The consequences of the FISA Title VII “expiration” are narrower than the rhetoric around it suggests. Under Section 702, the most debated portion of Title VII, data collection does not switch on and off with the statute. It operates through annual certifications approved by the Foreign Intelligence Surveillance Court (FISC), which authorizes surveillance of specific categories of foreign intelligence targets and compels communications providers—phone carriers, email platforms, and the like—to turn over relevant data. The current certifications were approved in March 2026 and run through approximately March 2027. The law's transition provision explicitly states that certifications in effect at the time of sunset remain valid until they expire. What the government cannot do during a lapse is issue new directives to providers or add new targets. That said, it is unlikely that Congress will let the statute lapse for long. Prediction markets expect them to reauthorize the spy powers by the end of July. Rather than fear catastrophe resulting from the “expiration” of Section 702, lawmakers should view this as an opportune moment for reforms to Section 702, such as requiring a warrant to search for information on Americans whose communications get “incidentally” swept up in the FISA database.

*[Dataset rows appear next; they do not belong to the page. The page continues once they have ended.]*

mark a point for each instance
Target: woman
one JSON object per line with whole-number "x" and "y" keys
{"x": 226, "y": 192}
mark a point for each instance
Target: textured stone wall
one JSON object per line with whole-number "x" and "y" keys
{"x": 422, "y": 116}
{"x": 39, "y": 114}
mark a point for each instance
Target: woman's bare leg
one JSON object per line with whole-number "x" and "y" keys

The data broker loophole is a distinct surveillance mechanism from Section 702. As Amodei notes in his essay, current law allows the government to purchase data that Americans have shared with private companies. No warrant, no court order, just a procurement contract. This includes cell phone location data you share with your weather app as well as your internet browsing history. Whereas Section 702 is a foreign intelligence authority with statutory constraints and FISC oversight, the commercial data market operates outside that framework entirely and is used for ordinary domestic law enforcement. According to documentation from the Electronic Frontier Foundation, agencies that have purchased commercial location data include the IRS, Border Patrol, Immigration and Customs Enforcement, the Drug Enforcement Agency, and the FBI—without a warrant.

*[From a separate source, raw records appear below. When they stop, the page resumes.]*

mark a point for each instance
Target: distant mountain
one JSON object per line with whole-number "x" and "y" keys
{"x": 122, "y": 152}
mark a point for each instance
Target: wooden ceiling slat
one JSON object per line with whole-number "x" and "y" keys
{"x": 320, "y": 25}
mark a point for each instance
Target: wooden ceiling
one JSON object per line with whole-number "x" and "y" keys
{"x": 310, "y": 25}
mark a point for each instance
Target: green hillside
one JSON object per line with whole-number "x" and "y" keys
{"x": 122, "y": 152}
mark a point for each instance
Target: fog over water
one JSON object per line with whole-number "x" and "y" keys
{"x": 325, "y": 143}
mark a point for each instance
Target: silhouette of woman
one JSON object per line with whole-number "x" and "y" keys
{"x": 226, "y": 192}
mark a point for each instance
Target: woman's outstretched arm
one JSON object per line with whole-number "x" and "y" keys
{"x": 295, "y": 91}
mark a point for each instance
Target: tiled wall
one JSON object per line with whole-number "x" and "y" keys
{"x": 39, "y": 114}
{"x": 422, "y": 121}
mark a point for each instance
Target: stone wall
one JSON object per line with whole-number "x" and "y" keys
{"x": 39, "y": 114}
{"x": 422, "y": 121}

It’s not just federal law enforcement that purchases Americans’ data in the absence of a warrant. A California county used purchased location data to track how many people attended church services, with enough precision to identify who visited which individual structures on a church's property. The Centers for Disease Control and Prevention paid $420,000 for location data harvested from tens of millions of phones to monitor curfew compliance and track visits to K-12 schools. The Federal Trade Commission found that one of the leading government-facing brokers was collecting more than 17 billion location signals from roughly a billion smartphones per data; data the agency found was not anonymized and could easily identify individuals. Another data broker has sold data that tracks individual Americans visiting labor union offices, medical facilities, and military sites.

As Amodei points out, the data broker loophole “predates AI, but AI will raise the stakes considerably by making mass analysis of such data far more revealing and useful.” The House passed legislation to close this loophole with bipartisan support in 2024. The Senate never voted on it. As AI raises the stakes, Congress should finish the job.